Showing posts with label moving on. Show all posts
Showing posts with label moving on. Show all posts

Thursday, February 3, 2011

thought #188- and for the record

i'm not over you. but i try to because i see no point. and you may have moved on and we may go our seperate ways, engross ourselves in the quotidian routine we are now attached at the seams to, but the truth is i still care about you. i won't ever come between or become the sometimes girl or steal you away from her. never. but i will be the foolish martyr and ache internally and smile and rejoice at your triumphs as if i fought the battle on your behalf. i will still read letters, gaze at photographs and revive old memories, no matter how many times i delete, abandon or try to deny myself the tortured pleasure. because we both know it was my fault and for that i take the blame. but that doesn't alter the fact of why i still can't give myself away or why i feel this tiny splinter of jealousy and sadness at the back of my throat, or why i still smile fondly at good memories (irrespective if it was just a season) and think will i ever find another one like you?

love

Thursday, February 11, 2010

thought #58- myspace and moving on

last night i cancelled my account on myspace. this may not seem profound or significant to the mediocre reader who has a skimmed relationship with myself or my past but if you were part of my high school life in circa late 2008-2009 you will wholeheartedly understand. i was up until the ungodly hours of the early morning re-reading comments, messages, reminding myself of the history i revolved relentless time and effort on.

i was in a concoction of late night drowsiness, sadness, acceptance, confusion but moreso understanding. things happen for a reason and although they are unexplainable, unknown and even negative at the present moment i remind myself that sometimes the answer isn't for us. and if it is, then light will be shed in due time. it was just amusing thinking back to how life was. there is always an element of nostalgia when needing to move on. it felt as if i had one leg in the water and the other on the ground. unbalanced, dangerous, it was ultimately a frightening feeling. but i continue to have faith and keep myself from turning into an emotional wreck haha.

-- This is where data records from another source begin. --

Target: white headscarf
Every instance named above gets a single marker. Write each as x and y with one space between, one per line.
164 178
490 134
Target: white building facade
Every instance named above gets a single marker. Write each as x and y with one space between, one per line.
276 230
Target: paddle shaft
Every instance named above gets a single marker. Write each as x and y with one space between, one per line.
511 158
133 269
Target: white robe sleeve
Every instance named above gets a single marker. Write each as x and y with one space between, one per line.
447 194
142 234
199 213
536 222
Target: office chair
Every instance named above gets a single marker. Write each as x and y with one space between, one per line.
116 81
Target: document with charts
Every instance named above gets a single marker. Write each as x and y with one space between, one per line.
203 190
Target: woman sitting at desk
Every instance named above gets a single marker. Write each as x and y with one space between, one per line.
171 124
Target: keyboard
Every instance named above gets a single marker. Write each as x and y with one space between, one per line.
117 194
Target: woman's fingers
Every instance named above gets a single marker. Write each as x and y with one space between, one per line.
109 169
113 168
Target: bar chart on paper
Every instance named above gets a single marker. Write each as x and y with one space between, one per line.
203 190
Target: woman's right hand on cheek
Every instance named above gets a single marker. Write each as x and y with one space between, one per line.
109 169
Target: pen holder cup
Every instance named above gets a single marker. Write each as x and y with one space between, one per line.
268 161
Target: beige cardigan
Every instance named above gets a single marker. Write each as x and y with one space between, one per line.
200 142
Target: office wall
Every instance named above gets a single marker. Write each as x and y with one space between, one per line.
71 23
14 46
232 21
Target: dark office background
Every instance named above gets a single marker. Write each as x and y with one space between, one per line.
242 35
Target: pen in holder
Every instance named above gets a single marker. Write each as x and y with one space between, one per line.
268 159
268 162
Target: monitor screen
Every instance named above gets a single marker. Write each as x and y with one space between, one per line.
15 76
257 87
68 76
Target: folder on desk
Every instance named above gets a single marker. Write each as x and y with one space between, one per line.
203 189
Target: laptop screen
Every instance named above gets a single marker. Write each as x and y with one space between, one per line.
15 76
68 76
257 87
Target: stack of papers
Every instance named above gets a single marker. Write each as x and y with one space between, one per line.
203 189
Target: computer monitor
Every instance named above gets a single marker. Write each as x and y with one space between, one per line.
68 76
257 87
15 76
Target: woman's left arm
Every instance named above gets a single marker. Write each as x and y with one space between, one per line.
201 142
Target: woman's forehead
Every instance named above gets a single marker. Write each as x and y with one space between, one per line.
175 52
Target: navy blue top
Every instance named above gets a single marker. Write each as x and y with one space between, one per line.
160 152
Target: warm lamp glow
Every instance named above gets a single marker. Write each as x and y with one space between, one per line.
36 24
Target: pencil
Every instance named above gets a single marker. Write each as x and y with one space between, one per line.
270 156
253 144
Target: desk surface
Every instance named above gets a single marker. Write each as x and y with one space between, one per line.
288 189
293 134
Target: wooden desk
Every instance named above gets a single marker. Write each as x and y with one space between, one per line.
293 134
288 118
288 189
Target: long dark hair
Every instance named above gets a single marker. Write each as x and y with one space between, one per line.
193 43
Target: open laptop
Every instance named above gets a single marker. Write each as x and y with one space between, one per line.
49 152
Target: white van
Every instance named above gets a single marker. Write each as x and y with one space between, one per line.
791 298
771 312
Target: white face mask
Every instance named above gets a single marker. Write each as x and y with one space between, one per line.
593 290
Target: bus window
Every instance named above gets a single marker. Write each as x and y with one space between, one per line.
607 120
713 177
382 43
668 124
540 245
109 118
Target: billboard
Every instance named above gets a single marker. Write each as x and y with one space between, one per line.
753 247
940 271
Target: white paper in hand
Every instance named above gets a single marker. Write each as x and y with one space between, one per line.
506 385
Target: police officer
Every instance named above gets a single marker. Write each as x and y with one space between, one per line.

the unknown is always such a scary concept in life. i guess it forces you to believe amidst uncertainty and as life begins to unfold and as 2010 continues i am finding myself attempting to accept the unknown and being patient enough to know the answer will be revealed in time. so as i deleted my profile, it felt symbolic, almost definite, of what this year was all about. moving forward. moving on. moving in general. now closure is a different thing. i don't believe i'm up to there yet. i'll let you know when i have. but its fast approaching and although im shitting myself about confronting the day, im expectant that things will work out and will not just end up as another profile deactivated haha.

love,


ps. i still remember former favourite boy saying he'll pay myspace as means of gratitude for somehow initiating us HAHA. good times.

pps. i have just awakened a love for good nba games from my day off. go cavaliers haha.